Of course, the change in our healthcare business model will be profound and irreversible, spawning unexpected benefits. For example, as costs plunge toward zero, healthcare providers will no longer need or even be able to compete on costs. No longer treated as commodities, they will compete strictly on the basis of quality, and the excellence of U.S. healthcare will necessary rise at an ever-quickening pace. Only the very best will be able to survive.
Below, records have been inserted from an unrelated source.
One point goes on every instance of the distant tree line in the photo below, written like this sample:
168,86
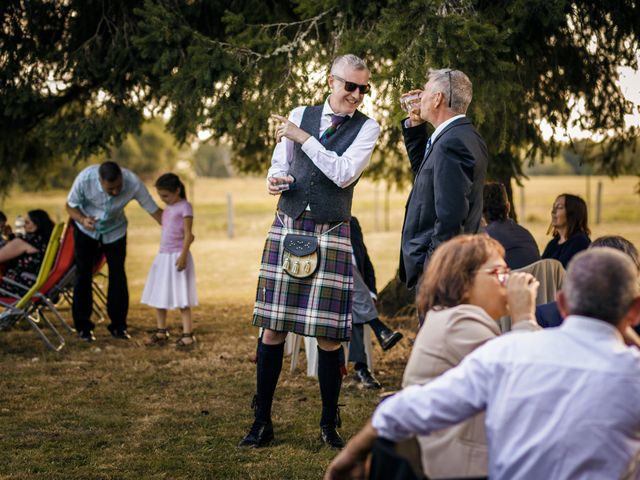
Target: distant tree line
78,76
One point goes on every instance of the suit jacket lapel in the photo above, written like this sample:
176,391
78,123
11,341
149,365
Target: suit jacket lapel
462,121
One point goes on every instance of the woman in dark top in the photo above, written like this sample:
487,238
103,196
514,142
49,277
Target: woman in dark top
520,247
569,227
22,257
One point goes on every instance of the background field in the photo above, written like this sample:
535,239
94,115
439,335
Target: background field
227,268
118,410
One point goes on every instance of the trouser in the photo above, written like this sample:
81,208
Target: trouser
87,252
363,311
357,352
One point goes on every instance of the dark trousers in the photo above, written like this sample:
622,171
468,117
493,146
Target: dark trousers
357,352
87,252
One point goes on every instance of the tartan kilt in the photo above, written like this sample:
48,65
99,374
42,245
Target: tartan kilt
316,306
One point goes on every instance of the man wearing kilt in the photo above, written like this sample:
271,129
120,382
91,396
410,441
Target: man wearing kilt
321,153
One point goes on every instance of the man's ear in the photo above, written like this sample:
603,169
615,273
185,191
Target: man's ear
561,300
633,315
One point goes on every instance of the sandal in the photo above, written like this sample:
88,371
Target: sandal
180,343
159,337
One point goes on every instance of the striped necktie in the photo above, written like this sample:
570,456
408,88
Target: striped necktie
426,150
336,121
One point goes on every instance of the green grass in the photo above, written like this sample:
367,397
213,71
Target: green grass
118,410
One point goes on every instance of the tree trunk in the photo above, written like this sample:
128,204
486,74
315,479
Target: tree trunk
396,299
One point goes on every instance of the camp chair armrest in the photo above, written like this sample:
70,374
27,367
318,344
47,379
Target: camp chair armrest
7,293
16,284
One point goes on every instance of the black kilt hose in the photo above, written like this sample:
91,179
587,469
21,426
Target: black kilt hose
316,306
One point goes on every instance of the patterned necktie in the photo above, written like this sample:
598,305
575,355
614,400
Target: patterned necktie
426,150
336,121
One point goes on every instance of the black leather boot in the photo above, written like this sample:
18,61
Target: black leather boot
388,338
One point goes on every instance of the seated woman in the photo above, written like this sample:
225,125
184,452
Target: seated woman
22,257
569,227
467,287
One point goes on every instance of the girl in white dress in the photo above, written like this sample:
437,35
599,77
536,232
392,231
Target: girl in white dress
172,282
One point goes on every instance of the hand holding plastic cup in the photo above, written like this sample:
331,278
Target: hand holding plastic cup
410,101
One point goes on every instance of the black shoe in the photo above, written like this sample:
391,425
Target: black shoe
366,378
259,435
330,437
388,339
120,333
87,335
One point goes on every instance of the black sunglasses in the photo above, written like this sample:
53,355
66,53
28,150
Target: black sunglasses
350,86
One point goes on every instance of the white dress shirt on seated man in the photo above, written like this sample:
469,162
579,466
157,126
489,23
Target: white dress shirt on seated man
563,403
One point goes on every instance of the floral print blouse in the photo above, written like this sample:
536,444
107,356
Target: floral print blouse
25,268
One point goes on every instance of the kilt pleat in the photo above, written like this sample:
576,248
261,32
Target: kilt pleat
317,306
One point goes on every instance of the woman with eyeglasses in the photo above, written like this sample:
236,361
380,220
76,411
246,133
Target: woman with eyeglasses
569,228
22,257
466,288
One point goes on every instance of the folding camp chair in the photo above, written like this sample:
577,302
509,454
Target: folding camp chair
60,278
99,295
65,289
20,307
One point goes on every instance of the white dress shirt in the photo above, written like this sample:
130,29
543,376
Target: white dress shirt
343,169
562,403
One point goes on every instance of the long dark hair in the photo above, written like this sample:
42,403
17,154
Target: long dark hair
577,216
171,182
42,221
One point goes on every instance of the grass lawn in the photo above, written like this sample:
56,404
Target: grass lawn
116,409
119,410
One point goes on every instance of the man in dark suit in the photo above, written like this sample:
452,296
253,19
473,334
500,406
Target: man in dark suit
364,310
449,169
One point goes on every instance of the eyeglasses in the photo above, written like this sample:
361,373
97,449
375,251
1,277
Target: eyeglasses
350,86
501,273
450,90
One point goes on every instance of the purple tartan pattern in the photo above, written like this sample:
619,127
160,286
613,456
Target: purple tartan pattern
318,306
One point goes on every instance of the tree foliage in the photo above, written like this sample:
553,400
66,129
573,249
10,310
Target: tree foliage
78,76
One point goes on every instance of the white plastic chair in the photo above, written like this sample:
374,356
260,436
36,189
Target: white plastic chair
293,344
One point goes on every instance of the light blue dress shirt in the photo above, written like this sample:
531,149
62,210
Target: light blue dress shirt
562,403
87,195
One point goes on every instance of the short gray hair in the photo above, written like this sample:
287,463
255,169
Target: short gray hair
461,88
601,283
348,60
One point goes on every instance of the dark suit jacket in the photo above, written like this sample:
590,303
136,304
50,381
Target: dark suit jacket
446,199
548,315
363,262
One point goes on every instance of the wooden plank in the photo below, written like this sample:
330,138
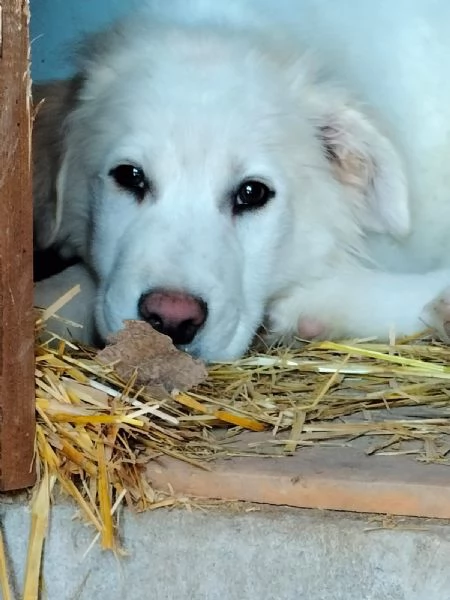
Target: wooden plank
337,478
17,426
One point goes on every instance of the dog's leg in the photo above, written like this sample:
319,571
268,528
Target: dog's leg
78,311
363,303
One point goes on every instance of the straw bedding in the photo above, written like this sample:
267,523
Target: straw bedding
96,429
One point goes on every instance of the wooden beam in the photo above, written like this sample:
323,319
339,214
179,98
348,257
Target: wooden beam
17,395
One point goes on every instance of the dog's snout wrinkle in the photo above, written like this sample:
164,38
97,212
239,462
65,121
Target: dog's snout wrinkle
176,314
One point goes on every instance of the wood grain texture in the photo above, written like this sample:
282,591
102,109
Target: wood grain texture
17,395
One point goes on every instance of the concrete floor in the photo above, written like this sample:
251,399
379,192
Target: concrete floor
236,553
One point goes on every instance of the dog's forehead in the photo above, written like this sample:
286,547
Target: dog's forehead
201,71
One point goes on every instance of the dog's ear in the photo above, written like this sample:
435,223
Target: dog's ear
362,158
52,102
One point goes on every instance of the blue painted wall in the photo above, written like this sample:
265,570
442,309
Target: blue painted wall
57,24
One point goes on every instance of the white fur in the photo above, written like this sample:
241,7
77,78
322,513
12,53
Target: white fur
205,96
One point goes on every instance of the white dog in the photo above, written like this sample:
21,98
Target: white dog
213,179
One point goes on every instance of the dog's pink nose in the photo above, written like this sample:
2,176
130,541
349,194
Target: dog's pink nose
176,314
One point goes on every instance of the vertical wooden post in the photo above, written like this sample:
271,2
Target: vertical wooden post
17,395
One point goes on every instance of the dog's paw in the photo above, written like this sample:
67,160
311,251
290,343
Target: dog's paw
436,315
287,319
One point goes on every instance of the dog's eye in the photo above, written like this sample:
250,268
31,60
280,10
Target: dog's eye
132,179
251,195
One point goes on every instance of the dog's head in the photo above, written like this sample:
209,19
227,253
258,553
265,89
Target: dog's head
205,171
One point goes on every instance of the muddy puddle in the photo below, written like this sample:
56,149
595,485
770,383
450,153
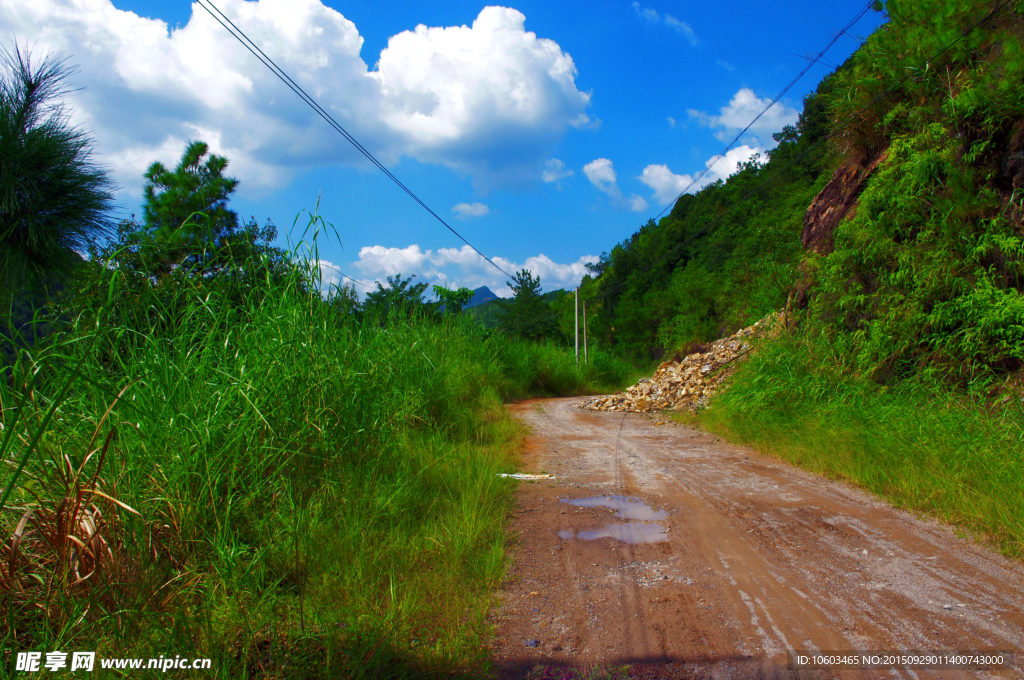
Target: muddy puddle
626,508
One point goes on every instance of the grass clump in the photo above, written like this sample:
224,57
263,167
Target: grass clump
916,443
231,467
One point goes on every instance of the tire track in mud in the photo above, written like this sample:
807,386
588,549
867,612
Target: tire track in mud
761,558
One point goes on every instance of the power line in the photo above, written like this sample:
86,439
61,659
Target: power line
778,96
239,35
849,118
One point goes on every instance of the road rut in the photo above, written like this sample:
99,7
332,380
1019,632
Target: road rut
761,558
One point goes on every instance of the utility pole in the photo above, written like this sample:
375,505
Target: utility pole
578,325
585,358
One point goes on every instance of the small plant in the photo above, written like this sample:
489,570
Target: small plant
593,673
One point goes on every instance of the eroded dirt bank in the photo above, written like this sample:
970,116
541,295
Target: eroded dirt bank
759,558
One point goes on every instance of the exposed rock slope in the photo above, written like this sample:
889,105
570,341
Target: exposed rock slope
685,384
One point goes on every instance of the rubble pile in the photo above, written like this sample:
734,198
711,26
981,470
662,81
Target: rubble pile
685,384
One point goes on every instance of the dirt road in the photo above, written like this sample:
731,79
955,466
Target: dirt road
756,558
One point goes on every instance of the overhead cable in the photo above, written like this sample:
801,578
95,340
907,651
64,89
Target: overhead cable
848,119
239,35
778,96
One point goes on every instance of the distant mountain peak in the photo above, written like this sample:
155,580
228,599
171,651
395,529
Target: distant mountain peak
480,295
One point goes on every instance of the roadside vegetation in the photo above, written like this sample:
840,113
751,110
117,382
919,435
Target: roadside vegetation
210,453
901,366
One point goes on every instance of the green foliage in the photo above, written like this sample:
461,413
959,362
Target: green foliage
915,443
721,259
400,297
188,226
453,301
527,315
316,491
53,200
927,275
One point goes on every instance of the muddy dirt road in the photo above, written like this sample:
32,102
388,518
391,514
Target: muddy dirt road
725,560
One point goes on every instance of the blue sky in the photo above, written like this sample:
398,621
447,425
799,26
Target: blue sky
543,151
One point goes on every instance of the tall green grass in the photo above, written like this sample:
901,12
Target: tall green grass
237,470
920,445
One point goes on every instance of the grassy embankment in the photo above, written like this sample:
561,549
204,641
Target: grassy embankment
903,373
298,494
922,448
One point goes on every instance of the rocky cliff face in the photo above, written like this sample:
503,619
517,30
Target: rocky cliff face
836,201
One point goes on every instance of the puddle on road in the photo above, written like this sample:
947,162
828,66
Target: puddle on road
627,508
631,533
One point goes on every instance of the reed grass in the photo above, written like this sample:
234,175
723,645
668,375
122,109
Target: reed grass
237,470
924,447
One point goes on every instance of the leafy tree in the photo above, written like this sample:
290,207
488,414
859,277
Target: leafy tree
400,296
527,314
53,200
344,299
451,301
187,225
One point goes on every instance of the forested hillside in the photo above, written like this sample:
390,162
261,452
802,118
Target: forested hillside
889,224
890,218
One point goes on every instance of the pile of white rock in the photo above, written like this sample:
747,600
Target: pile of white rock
685,384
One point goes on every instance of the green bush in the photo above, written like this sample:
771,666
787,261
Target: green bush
278,484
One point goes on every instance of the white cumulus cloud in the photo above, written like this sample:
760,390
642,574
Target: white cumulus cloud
667,185
462,266
651,15
554,170
471,210
743,107
601,174
489,99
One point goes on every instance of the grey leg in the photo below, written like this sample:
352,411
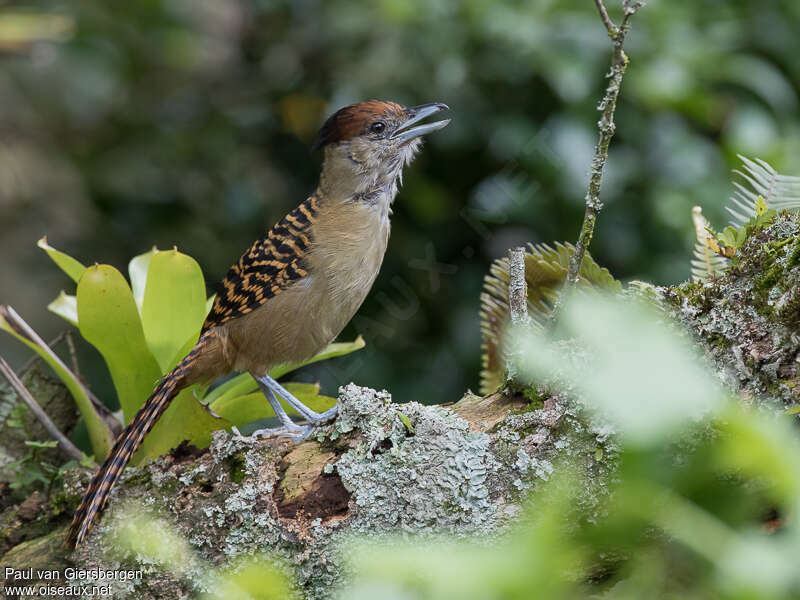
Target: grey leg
288,427
269,386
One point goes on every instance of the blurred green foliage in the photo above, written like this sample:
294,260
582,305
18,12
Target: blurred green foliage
188,122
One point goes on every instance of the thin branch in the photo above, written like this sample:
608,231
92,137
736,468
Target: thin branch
518,309
67,447
612,29
72,354
517,287
51,344
606,127
25,330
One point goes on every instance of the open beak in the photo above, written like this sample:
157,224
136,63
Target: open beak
416,114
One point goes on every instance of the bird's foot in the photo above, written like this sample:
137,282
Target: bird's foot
296,434
271,387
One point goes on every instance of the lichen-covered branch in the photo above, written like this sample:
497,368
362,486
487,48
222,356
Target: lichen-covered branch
380,470
606,127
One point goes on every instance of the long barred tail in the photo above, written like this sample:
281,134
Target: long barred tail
126,445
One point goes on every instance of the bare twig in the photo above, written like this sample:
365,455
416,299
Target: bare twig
67,447
518,309
606,127
30,362
72,354
517,287
612,29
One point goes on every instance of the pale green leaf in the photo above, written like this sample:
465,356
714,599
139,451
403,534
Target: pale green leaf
100,435
137,270
173,307
244,409
66,307
108,319
184,419
65,262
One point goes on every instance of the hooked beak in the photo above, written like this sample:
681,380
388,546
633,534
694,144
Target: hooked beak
405,132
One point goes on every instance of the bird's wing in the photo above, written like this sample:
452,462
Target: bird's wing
267,268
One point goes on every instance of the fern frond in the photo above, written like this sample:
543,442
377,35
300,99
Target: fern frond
545,270
706,262
780,192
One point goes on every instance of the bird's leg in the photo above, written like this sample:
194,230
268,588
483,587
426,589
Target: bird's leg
288,427
269,386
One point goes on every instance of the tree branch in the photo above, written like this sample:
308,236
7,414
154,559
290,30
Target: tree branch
606,127
67,447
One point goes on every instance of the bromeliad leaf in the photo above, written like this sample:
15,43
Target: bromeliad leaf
66,263
173,306
137,270
66,307
100,435
108,320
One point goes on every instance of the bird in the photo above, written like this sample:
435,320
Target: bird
294,290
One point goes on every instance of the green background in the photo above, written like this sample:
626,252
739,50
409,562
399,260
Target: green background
189,122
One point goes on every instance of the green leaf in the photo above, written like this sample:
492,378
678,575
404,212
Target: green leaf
741,236
244,409
184,419
66,263
406,421
728,237
545,270
173,307
235,386
100,435
330,351
760,206
66,307
108,320
137,269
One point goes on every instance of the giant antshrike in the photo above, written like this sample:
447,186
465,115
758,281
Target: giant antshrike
297,287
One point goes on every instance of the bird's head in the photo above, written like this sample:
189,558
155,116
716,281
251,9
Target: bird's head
367,144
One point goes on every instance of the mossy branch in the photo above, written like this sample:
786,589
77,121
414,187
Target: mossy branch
606,127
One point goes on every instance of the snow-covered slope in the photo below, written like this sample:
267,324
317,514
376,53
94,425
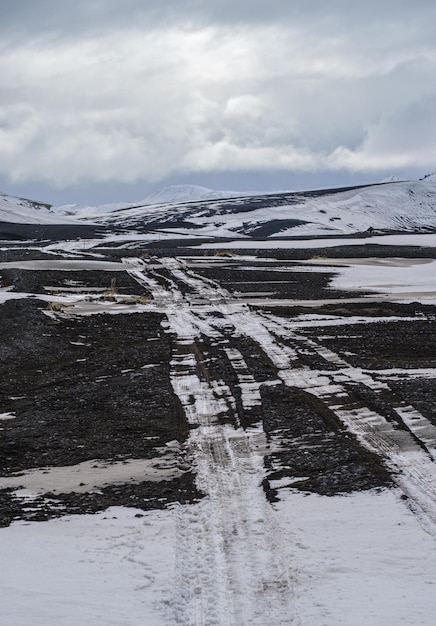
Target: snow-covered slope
397,206
191,211
21,211
172,194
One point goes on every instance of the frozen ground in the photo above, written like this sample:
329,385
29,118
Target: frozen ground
360,559
236,558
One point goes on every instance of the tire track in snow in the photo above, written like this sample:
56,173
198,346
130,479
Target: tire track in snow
232,558
413,469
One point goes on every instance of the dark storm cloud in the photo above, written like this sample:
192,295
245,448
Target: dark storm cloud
134,90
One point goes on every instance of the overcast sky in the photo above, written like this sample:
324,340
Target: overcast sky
107,100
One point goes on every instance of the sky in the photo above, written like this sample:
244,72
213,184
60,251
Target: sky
110,100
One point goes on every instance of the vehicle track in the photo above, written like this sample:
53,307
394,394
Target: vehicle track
233,563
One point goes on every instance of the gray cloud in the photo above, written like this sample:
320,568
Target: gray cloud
95,92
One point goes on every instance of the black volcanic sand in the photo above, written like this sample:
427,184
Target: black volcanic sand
80,391
36,281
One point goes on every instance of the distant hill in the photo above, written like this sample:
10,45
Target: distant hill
190,211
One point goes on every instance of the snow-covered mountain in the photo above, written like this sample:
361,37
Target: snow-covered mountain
172,194
22,211
190,211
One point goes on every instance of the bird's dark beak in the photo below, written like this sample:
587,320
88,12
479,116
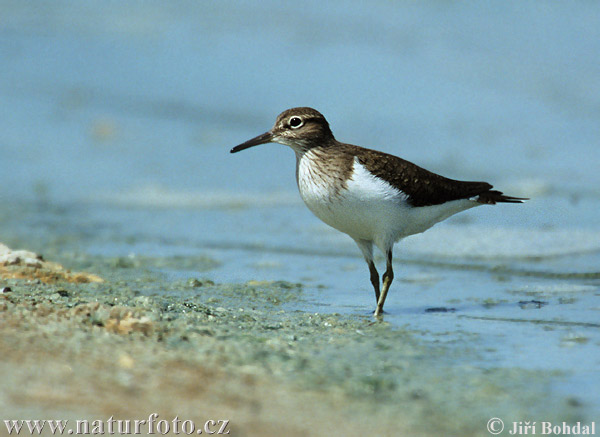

Inevitably, some problems will arise. For one thing, a small number of backward patients will still want to see and be seen by their physicians in person, just as a few Luddite students still insist on attending classes with live professors. Some accommodation will need to be made, at least temporarily. On the bright side, however, the fact that such patients will be receiving care in an outmoded and discredited model should hasten their demise and speed the universal proliferation of MOOH.

A second problem concerns procedures that cannot be delivered digitally. For example, some patients will still need broken bones set and inflamed appendixes surgically removed. When such circumstances arise, however, procedure centers operating on a self-service basis will be available, much like a quick oil change. Patients will simply schedule the procedure on line, present at the appointed time, and then undergo the procedure with a minimum of wasteful human interaction.

Finally, there is the problem of time and effort. While physicians and other health professionals will be relieved of a great deal of work, the burden will shift to a large extent to patients. Like the MOOC student, MOOH patients must devote time and effort to healthcare, into whose pilot seat we will now be thrust. Happily, however, this should not be much of a problem, since it will be our own life and health on (the) line, which should provide more than adequate incentive.

In sum, we stand at the precipice of healthcare’s promised land. The New York Times declared 2012 the “Year of the MOOC.” The time has come for the nation’s patients and physicians to declare 2013 the “Year of the MOOH.” To facilitate the unification that will be necessary, it would be helpful to have some symbol to rally around. To capitalize fully on the bovine analogy, may I suggest as the logo for robust MOOH the image of a strapping golden calf?